Not only is this recipe quick and easy to make, but it is also packed with deliciousness. The thick, syrupy blueberries nestle alongside whipped cream and a sharp tang of citrus fruits from the curd to create this decadent treat. Here lime and lemon curd comes straight from the jar, but you can always make some if you have the time - it too is quick and easy.
Can't find lime and lemon curd or don't have the time to make it? No worries. Merely use lemon curd, which is much easier to find or make.

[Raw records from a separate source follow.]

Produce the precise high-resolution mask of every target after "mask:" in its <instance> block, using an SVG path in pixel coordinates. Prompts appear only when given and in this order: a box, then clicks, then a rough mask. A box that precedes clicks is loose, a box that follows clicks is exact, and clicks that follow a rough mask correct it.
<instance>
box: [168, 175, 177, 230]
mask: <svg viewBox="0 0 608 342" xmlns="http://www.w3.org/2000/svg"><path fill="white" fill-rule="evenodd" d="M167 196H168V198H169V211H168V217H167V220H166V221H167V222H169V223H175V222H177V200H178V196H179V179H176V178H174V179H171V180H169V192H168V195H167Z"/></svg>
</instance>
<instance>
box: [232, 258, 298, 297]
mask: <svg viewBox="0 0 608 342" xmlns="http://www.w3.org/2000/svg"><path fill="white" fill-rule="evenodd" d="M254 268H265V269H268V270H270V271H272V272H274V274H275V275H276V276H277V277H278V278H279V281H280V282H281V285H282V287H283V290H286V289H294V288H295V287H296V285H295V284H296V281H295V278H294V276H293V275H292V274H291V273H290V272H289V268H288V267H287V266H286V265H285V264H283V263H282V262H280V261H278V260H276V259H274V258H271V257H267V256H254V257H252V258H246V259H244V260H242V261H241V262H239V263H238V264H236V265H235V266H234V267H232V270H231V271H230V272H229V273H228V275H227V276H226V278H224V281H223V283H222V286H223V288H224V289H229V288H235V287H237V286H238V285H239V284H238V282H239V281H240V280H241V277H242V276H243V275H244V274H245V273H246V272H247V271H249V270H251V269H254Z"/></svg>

And one more great thing, the parfaits can be made ahead of time and chilled in the fridge until you need them. This means you've got a great go-to recipe for any special occasions or just because.
- For the Lemon Crisps:
- 4 tablespoons sugar
- 4 tablespoon water (cold)
- 1/2 lemon (washed, cut into thin slices)
- For the Parfaits:
- 1/4 cup sugar
- 1/4 cup water
- 1 cups blueberries (fresh)
- 1 1/2 cups heavy cream
- 1/2 cup lime and lemon curd
Gather the ingredients.
Heat the oven to 320 F and line a baking sheet with greaseproof paper.
Put the sugar and cold water into a small saucepan. Bring to a rapid boil and cook for 3 minutes to dissolve the sugar and cook until the liquid is syrupy.
Lay the lemon slices on the baking tray and paint liberally with the sugar syrup.
Put into the middle of the hot oven and bake for 20 minutes, until golden and crisp. Check after 15 minutes and if the lemons are turning too dark, remove from the oven. Leave to cool.
While the lemons are cooking, make the parfait.
Put the sugar, water, and blueberries into a small saucepan. Cook over a medium heat until the water has reduced and the blueberries are just starting to burst. Remove from the heat and leave to cool.
Lightly whip the cream to soft peaks.
Once the blueberries are cool, assemble the parfait. Start with a deep layer of cream into a Champagne or wine flute. Top the cream with the syrupy blueberries and a thin layer of the lemon curd. Repeat this finishing with a layer of cream. Onto this, pile a few fresh blueberries and finish with the lemon crisp.
Chill the parfaits until needed. Serve with tiny shortbread biscuits (optional).
- The combination in this recipe is a lovely match of flavors and colors, but sometimes it is lovely to changes things up. Instead of the lime and lemon curd, you could replace it with just lemon.
- Add a tiny speck of vanilla bean paste to the cream before whisking -- be sparing though, as too much will spoil the balance of this delicious dessert.